1.) You had a wire-to-wire win at the Betsy Rawls. What was going through your mind going into the last day with the lead?
I basically just wanted to play one shot at a time, I was trying not to think about being in the lead and not focus on Stephanie (Kono, of UCLA) because I know I was playing with her. Just play my own game and really play one shot at a time, and it worked out for me.
2.) You’ve had quite a few top 10s in the past 2 1/2 years, so how does it feel to finally get your first college win?
It feels amazing. I didn’t even know when I finished playing, my teammate Julia Boland came up to me and said, “You won!” and I said, “Are you sure?” She said, “Unless you 8-putted that green, you won.” I was freaking out and really my teammates really helped me this semester.
We’ve been working really hard together, and Julia, she always tells me I have a really good game and she’s like, “You’re going to win sometime.” I am like, “OK.” She really was the one that got me to believe that I actually could do it.
3.) You have a sister who plays golf, Andrea (who played at the University of San Francisco and Houston Baptist).

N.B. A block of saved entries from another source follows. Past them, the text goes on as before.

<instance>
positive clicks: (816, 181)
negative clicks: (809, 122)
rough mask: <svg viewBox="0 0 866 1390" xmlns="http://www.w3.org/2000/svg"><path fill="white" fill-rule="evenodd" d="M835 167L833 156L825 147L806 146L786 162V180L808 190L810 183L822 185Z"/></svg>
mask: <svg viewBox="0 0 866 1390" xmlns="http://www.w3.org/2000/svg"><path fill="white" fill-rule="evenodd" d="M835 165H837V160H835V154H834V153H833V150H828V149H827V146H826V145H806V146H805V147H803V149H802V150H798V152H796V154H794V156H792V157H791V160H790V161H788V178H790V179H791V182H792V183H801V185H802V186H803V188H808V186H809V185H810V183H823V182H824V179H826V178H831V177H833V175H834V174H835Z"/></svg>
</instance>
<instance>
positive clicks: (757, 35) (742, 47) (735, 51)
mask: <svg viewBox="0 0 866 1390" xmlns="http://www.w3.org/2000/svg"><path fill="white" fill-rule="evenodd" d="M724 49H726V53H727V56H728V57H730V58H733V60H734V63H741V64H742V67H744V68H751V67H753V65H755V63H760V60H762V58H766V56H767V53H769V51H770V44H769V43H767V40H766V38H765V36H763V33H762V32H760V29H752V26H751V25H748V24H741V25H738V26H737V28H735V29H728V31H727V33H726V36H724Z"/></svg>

What is your relationship like with your sister on the course?
We’re actually really supportive of each other. If I’m going to lose, I want her to beat me, and she’s the same way. We have a lot of fun playing together, and we love teaming up and playing tournaments. We’re competitive. We play little matches and stuff, and we like to win, but we are really good together.
4.) You’ve lived in Texas most of your life, so what’s your favorite thing about Texas?
I guess I just love that everyone that lives in Texas has so much pride in their state.
5. What are your career plans?
Actually, I’m changing (majors). . . . I’m going to be a university studies major, I’m going to major in leadership and I’m going to minor in coaching and another minor in applied science and technology and secondary math. So basically, I want to be able to be certified to teach and coach. I would like to teach math in high school.